Defence is not a Left/Right issue. Trident is opposed by Michael Portillo as well as Jeremy Corbyn. Actually Defence is really a Foreign relations issue. It is blindingly obvious that the UK only needs a small independent capability. Our real Defence is via alliances. 

So what else? Should some things be better managed in the public interest than they are? Energy. Yes. The Railways. Yes. Does that mean nationalise them? Not necessarily. The Tube and the John Lewis Partnership might be models here (different ones of course). No need for ideology.

This Conservative Government is shifting the Left/Right balance in society slightly. But the mixed economy - the national Public/Private partnership - is much as it has been for 20 years. Social Democrats and Red Tories have much in common - a fierce determination not to have government by the extremes. That common ground is shaken sometimes. But it stands firm in the end. Usually! 

Tuesday, March 01, 2016

England as an entity has no exclusivity of role in Europe separate from that of Britain

It really doesn't get much more bonkers than this ! To suggest that England, a country without a Parliament and few institutions other than the sporting, is somehow separate from Britain is nonsense! Yes of course England has a long history - but its status was long ago subsumed into that of Great Britain. The only way you can define "Englishness" as opposed to "Britishness" is by exclusion. They are the same thing - without the Celtic bits. Ask Englsh people to define what being British means to them and ask a matched sample what being English means and you'll get identical answers. 
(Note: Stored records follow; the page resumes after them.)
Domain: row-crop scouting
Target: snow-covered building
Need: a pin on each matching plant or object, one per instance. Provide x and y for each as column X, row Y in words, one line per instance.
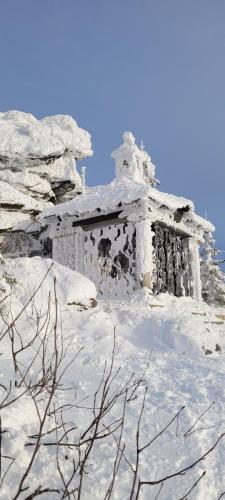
column 128, row 234
column 37, row 170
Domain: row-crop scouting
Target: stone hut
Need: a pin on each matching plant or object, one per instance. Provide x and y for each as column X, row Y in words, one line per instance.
column 128, row 234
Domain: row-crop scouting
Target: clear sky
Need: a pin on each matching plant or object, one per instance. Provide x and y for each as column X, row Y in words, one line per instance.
column 156, row 67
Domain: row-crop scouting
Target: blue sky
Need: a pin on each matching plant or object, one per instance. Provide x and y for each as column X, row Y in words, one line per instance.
column 156, row 67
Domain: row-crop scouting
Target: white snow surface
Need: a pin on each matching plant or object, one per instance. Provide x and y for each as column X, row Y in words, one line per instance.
column 11, row 196
column 186, row 345
column 28, row 272
column 25, row 140
column 125, row 191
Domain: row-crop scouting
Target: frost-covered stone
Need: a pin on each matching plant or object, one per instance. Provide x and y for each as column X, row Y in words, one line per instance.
column 37, row 170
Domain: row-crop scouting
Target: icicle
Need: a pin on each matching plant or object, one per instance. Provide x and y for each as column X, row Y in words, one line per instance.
column 83, row 176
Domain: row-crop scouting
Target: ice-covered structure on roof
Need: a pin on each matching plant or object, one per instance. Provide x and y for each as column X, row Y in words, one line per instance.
column 128, row 234
column 37, row 171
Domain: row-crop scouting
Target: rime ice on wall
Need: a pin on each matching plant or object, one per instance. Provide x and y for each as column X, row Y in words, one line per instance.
column 37, row 170
column 151, row 239
column 109, row 258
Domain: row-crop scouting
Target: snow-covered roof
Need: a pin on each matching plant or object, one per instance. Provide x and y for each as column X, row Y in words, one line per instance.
column 25, row 140
column 121, row 192
column 109, row 196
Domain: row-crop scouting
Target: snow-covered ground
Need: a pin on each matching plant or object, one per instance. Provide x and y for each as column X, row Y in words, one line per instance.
column 185, row 343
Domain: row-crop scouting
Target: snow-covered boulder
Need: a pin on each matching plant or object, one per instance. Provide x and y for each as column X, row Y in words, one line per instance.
column 27, row 141
column 38, row 158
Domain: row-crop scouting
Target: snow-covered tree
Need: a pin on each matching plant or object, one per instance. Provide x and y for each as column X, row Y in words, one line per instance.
column 212, row 277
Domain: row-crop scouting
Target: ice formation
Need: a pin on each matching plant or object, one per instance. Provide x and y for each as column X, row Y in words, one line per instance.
column 38, row 163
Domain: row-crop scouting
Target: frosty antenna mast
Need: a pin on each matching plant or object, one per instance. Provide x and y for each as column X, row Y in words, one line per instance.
column 83, row 179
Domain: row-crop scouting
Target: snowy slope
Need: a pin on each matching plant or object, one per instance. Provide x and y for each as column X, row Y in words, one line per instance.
column 186, row 345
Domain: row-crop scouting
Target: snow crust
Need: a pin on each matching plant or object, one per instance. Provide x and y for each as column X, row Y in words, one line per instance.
column 9, row 195
column 107, row 197
column 123, row 191
column 186, row 368
column 27, row 273
column 25, row 140
column 132, row 162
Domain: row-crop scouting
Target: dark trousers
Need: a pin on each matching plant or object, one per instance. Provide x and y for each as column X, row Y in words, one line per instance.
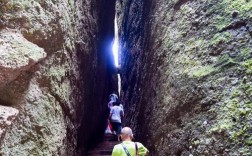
column 117, row 127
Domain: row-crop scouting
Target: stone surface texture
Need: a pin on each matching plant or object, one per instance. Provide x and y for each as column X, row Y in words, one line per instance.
column 51, row 75
column 187, row 74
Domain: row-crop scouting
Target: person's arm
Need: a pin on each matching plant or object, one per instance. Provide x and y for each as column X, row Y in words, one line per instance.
column 122, row 114
column 115, row 151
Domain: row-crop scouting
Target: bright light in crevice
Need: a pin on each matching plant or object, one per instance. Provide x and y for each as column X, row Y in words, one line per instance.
column 116, row 45
column 116, row 53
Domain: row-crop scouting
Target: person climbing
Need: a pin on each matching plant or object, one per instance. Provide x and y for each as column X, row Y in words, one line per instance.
column 116, row 115
column 127, row 147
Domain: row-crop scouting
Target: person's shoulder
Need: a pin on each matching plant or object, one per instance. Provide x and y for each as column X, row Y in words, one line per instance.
column 117, row 147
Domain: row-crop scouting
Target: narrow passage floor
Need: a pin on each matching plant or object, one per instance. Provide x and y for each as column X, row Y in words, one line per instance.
column 105, row 147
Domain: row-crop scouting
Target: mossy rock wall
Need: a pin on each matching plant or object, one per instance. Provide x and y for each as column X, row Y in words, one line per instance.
column 51, row 76
column 186, row 74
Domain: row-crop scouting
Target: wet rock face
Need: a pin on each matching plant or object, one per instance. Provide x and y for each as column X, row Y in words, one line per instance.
column 49, row 81
column 186, row 75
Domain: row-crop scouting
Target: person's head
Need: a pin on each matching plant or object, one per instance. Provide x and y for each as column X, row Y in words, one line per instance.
column 116, row 103
column 126, row 134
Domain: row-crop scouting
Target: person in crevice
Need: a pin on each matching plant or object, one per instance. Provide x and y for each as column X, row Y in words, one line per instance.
column 116, row 116
column 127, row 147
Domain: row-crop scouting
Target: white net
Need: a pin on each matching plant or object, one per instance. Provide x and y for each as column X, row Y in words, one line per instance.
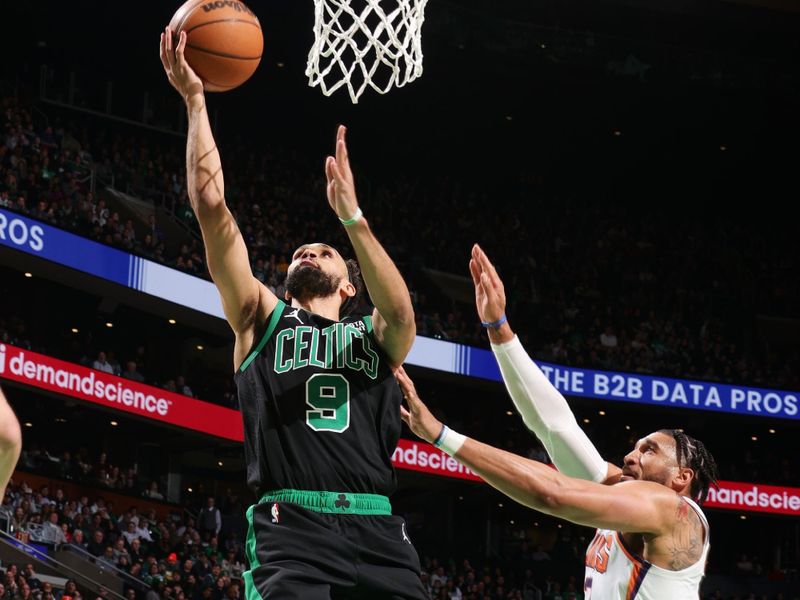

England's interests in Europe are identical to Britain's. There is no specific English requirement at all - again except by exclusion of the Celts. Scotland and Wales do have specific needs in addition to the Britsh ones they share with the rest of the UK. England as an entity does not. The English regions and cities certainly do but not as a collective "England". London has nothing in common with the North East, but both have distinctive needs. 

Argue that all parts of the U.K. have special needs peculiar to their Region/area (as well as general British ones) and you would have a good start point for a debate. Argue that England as a collective has needs separate from British ones and you'll be talking poppycock.